I assume you're talking about the small lake with no boat ramp. I'm curious how often guys use boats/kayaks to fish that lake. If not often, I can imagine some good-sized bass out in the deeper parts.


----------



## Ricky (Jul 5, 2012)

They're off the bank,imo.But that lake has never really been "bass heavy"


----------



## davidf5252 (Jul 5, 2012)

fishingguy61 said:


> I assume you're talking about the small lake with no boat ramp. I'm curious how often guys use boats/kayaks to fish that lake. If not often, I can imagine some good-sized bass out in the deeper parts.



I fished the smaller lake out of my kayak last week and managed a couple. One a tad over a pound..lost of top water action though... I dont have any electronics on the kayak so I dont know the contour out in the middle or depth. 

Anyone here had a depth finder out in the smaller lake?


----------



## SamYaAK (Jul 6, 2012)

david it starts from 20s to 30s or so by the concrete thing its 20 feet deep then when u go twords the middle it gets deeper


----------



## davidf5252 (Jul 12, 2012)

Thanks Sam. 

I Wish I Was Fishing and myself hit the big lake yesterday to try out my new fly rod. I got the casting down at the ramp and we headed out. (I had learned as a child but it had been 15 years since i used one)

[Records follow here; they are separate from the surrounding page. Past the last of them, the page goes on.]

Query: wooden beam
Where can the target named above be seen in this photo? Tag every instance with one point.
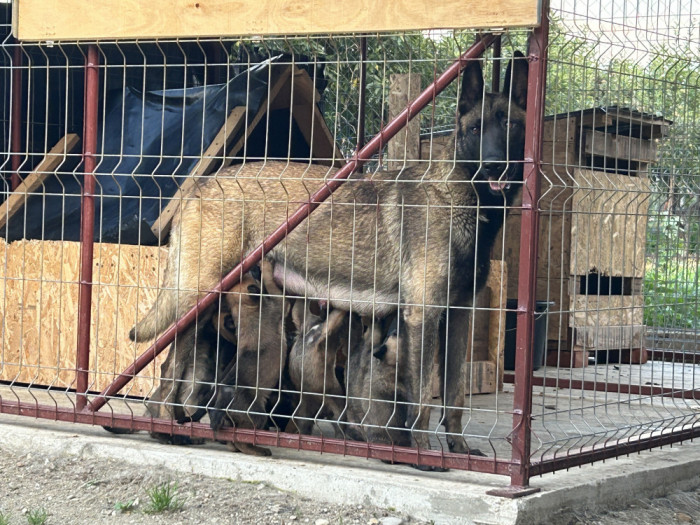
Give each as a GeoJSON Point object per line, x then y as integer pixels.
{"type": "Point", "coordinates": [275, 89]}
{"type": "Point", "coordinates": [121, 19]}
{"type": "Point", "coordinates": [307, 116]}
{"type": "Point", "coordinates": [405, 146]}
{"type": "Point", "coordinates": [620, 146]}
{"type": "Point", "coordinates": [206, 165]}
{"type": "Point", "coordinates": [31, 182]}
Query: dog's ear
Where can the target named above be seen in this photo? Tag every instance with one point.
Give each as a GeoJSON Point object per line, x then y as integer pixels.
{"type": "Point", "coordinates": [472, 87]}
{"type": "Point", "coordinates": [517, 74]}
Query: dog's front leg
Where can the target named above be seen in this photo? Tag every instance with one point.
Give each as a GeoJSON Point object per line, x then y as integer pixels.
{"type": "Point", "coordinates": [418, 345]}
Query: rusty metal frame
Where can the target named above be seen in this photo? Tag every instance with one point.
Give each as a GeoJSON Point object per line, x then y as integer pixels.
{"type": "Point", "coordinates": [87, 224]}
{"type": "Point", "coordinates": [333, 183]}
{"type": "Point", "coordinates": [519, 467]}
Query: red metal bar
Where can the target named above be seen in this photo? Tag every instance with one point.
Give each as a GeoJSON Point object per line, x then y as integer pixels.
{"type": "Point", "coordinates": [434, 458]}
{"type": "Point", "coordinates": [637, 390]}
{"type": "Point", "coordinates": [16, 115]}
{"type": "Point", "coordinates": [87, 224]}
{"type": "Point", "coordinates": [612, 449]}
{"type": "Point", "coordinates": [295, 219]}
{"type": "Point", "coordinates": [522, 402]}
{"type": "Point", "coordinates": [363, 92]}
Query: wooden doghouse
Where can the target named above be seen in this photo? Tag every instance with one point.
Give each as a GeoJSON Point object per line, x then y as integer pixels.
{"type": "Point", "coordinates": [39, 279]}
{"type": "Point", "coordinates": [595, 196]}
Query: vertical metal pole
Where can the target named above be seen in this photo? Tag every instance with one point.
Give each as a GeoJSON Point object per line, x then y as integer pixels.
{"type": "Point", "coordinates": [522, 403]}
{"type": "Point", "coordinates": [87, 223]}
{"type": "Point", "coordinates": [16, 115]}
{"type": "Point", "coordinates": [363, 88]}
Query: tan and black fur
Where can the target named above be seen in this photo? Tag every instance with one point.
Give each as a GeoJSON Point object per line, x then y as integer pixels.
{"type": "Point", "coordinates": [250, 382]}
{"type": "Point", "coordinates": [425, 231]}
{"type": "Point", "coordinates": [320, 348]}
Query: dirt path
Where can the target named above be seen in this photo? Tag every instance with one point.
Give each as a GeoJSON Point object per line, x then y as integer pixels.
{"type": "Point", "coordinates": [87, 491]}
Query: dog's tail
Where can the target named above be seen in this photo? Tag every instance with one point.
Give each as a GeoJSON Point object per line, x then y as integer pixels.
{"type": "Point", "coordinates": [159, 317]}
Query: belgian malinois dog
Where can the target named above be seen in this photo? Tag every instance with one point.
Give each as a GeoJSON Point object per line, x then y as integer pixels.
{"type": "Point", "coordinates": [417, 240]}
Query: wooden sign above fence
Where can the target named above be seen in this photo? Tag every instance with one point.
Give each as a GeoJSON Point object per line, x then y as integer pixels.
{"type": "Point", "coordinates": [54, 20]}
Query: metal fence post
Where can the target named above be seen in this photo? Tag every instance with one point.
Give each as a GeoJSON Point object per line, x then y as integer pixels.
{"type": "Point", "coordinates": [527, 271]}
{"type": "Point", "coordinates": [87, 224]}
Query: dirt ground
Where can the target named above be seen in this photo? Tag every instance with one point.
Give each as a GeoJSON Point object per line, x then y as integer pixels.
{"type": "Point", "coordinates": [84, 491]}
{"type": "Point", "coordinates": [87, 491]}
{"type": "Point", "coordinates": [679, 507]}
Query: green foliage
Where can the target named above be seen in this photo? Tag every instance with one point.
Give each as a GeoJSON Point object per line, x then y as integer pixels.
{"type": "Point", "coordinates": [37, 516]}
{"type": "Point", "coordinates": [672, 294]}
{"type": "Point", "coordinates": [163, 497]}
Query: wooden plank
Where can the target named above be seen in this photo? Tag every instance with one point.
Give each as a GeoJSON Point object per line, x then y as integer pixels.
{"type": "Point", "coordinates": [611, 310]}
{"type": "Point", "coordinates": [39, 281]}
{"type": "Point", "coordinates": [610, 337]}
{"type": "Point", "coordinates": [118, 19]}
{"type": "Point", "coordinates": [211, 157]}
{"type": "Point", "coordinates": [619, 146]}
{"type": "Point", "coordinates": [31, 182]}
{"type": "Point", "coordinates": [608, 224]}
{"type": "Point", "coordinates": [405, 146]}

IWIWF caught a bream and a couple small LM concentrating on the lillys and a cpl downed trees right by the ramp.  After missed 2 bass on a lizard I focused on watching the bass bust top water all around me and not hit anything i threw at them for over an hour. Fluke, Paddle tale fluke (3 colors and 2 sizes), Sebiel, KVD sq bill crank, Spook, Chug Bug, and even a couple bass poppers on the fly rod. They just plain wouldnt take anything I had.. 

Either way I got skunked for the first time in over 10 years...not happy about it  but it was still nice to get out on the water and fish with a new friend.


----------